Discovery puts rock secrets on the radar

MAP-MAKING: Declan Radford has found a new way to survey the geology of inaccessible areas. Picture: Doug Dingwall

MAP-MAKING: Declan Radford has found a new way to survey the geology of inaccessible areas. Picture: Doug Dingwall

Thick bush slowed Declan Radford as he mapped hard-to-reach terrain near Waratah.

The University of Tasmania earth science honours student at times travelled one kilometre an hour as he walked.

In one section of bush, he covered 100 metres in 15 minutes in pursuit of his honours project.

His work will help overcome the barrier posed by the terrain to mineral exploration. 

As he surveyed the area, he cross-referenced previous state government mapping with information from radar images taken by NASA in 2000.

Mr Radford, from Yolla, has used the images to identify different areas of rock in the region in ways that can point to mineral deposits. 

By using ‘machine learning’, where computers analysed the images, he’s found a way to improve maps of the area’s geology.

“Radar has been used a little bit, but it’s been under-utilised in geological mapping,” Mr Radford said.

Traditional ways of mapping can take weeks or months, and is limited when areas are hard to access. 

Mapping some areas of the North-West has been difficult in the past.

“If you don’t have to walk a kilometre, it saves an hour,” he said.

Radar was a useful environmentally conscious tool for mapping remote areas, Mr Radford said.

NASA’s aerial radar maps were collected through a remote sensing system using microwave radiation to create an image of the earth’s surface.

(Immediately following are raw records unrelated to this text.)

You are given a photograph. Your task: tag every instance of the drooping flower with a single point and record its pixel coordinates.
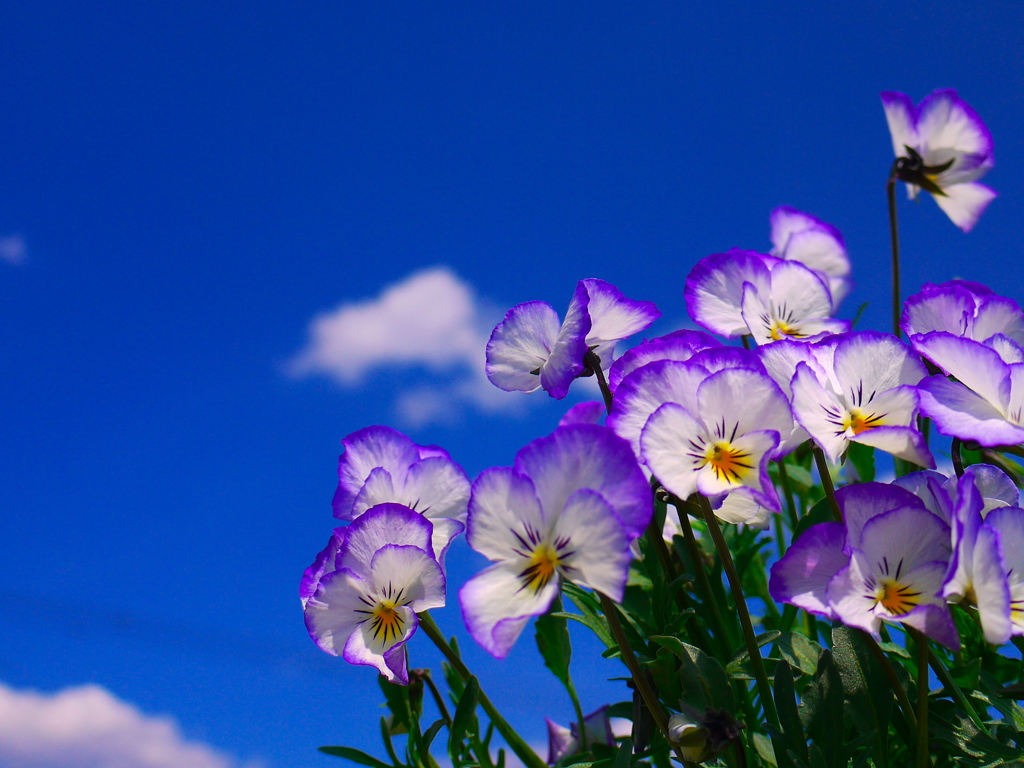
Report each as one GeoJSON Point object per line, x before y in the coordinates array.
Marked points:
{"type": "Point", "coordinates": [567, 509]}
{"type": "Point", "coordinates": [742, 292]}
{"type": "Point", "coordinates": [381, 465]}
{"type": "Point", "coordinates": [943, 147]}
{"type": "Point", "coordinates": [384, 573]}
{"type": "Point", "coordinates": [885, 562]}
{"type": "Point", "coordinates": [529, 349]}
{"type": "Point", "coordinates": [863, 391]}
{"type": "Point", "coordinates": [564, 741]}
{"type": "Point", "coordinates": [968, 309]}
{"type": "Point", "coordinates": [799, 237]}
{"type": "Point", "coordinates": [985, 403]}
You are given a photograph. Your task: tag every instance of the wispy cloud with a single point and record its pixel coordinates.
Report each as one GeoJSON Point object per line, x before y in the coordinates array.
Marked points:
{"type": "Point", "coordinates": [431, 320]}
{"type": "Point", "coordinates": [87, 727]}
{"type": "Point", "coordinates": [12, 249]}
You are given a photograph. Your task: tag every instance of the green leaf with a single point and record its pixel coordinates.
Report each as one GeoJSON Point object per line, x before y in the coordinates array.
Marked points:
{"type": "Point", "coordinates": [862, 459]}
{"type": "Point", "coordinates": [463, 715]}
{"type": "Point", "coordinates": [704, 681]}
{"type": "Point", "coordinates": [553, 642]}
{"type": "Point", "coordinates": [354, 756]}
{"type": "Point", "coordinates": [590, 613]}
{"type": "Point", "coordinates": [864, 683]}
{"type": "Point", "coordinates": [624, 757]}
{"type": "Point", "coordinates": [741, 655]}
{"type": "Point", "coordinates": [428, 735]}
{"type": "Point", "coordinates": [821, 712]}
{"type": "Point", "coordinates": [788, 715]}
{"type": "Point", "coordinates": [799, 650]}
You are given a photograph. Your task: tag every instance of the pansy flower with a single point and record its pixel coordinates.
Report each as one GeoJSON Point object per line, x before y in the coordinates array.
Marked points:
{"type": "Point", "coordinates": [564, 741]}
{"type": "Point", "coordinates": [530, 349]}
{"type": "Point", "coordinates": [863, 391]}
{"type": "Point", "coordinates": [745, 293]}
{"type": "Point", "coordinates": [885, 562]}
{"type": "Point", "coordinates": [978, 572]}
{"type": "Point", "coordinates": [568, 508]}
{"type": "Point", "coordinates": [382, 465]}
{"type": "Point", "coordinates": [799, 237]}
{"type": "Point", "coordinates": [383, 574]}
{"type": "Point", "coordinates": [968, 309]}
{"type": "Point", "coordinates": [942, 146]}
{"type": "Point", "coordinates": [985, 403]}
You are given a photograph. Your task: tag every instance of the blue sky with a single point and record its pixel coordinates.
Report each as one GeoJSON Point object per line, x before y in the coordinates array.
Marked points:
{"type": "Point", "coordinates": [186, 186]}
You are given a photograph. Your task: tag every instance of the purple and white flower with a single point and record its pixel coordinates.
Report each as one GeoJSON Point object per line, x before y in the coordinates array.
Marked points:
{"type": "Point", "coordinates": [530, 349]}
{"type": "Point", "coordinates": [885, 562]}
{"type": "Point", "coordinates": [381, 465]}
{"type": "Point", "coordinates": [862, 390]}
{"type": "Point", "coordinates": [985, 403]}
{"type": "Point", "coordinates": [799, 237]}
{"type": "Point", "coordinates": [568, 508]}
{"type": "Point", "coordinates": [745, 293]}
{"type": "Point", "coordinates": [564, 741]}
{"type": "Point", "coordinates": [384, 572]}
{"type": "Point", "coordinates": [970, 310]}
{"type": "Point", "coordinates": [719, 438]}
{"type": "Point", "coordinates": [943, 147]}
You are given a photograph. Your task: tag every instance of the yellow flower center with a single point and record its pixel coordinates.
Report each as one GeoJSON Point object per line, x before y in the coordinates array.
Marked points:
{"type": "Point", "coordinates": [728, 463]}
{"type": "Point", "coordinates": [543, 565]}
{"type": "Point", "coordinates": [895, 597]}
{"type": "Point", "coordinates": [860, 421]}
{"type": "Point", "coordinates": [387, 624]}
{"type": "Point", "coordinates": [780, 330]}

Radar can see through clouds or vegetation and is unobtrusive unlike building roads, drilling holes or felling trees to assess an area’s geological composition.

Mr Radford’s research, using computers, may already have changed what is known about the area.

He found a new area of ultramafic rocks, once on the ocean floor but lifted up onto the Australian continent. 

“That’s quite an unusual thing to be happening,” Mr Radford said.

The rocks are usually pushed underneath the continents by tectonic plate movement.

In this area, it was pushed up onto land about 500 million years ago.

He now suspects a swathe of unmapped ultramafic rock lies along the area. While it’s mainly studied by scientists, it’s historically been mined for asbestos and osmiridium. 

His project could uncover minerals in the region that could be economic to mine. 

Director of Mines at Mineral Resources Tasmania Brett Stewart said Mr Radford’s work would help the industry.

“The 1:25,000 regional geology maps produced from this work will be used to identify areas that are more geologically complex and which have the potential to be of interest to the mining and exploration industries,” he said.

Mr Radford is taking a job in Kalgoorlie next year but hopes to continue his work another time. His new role will let him use machine learning more.

“One day I’d love to come back and explore this further.”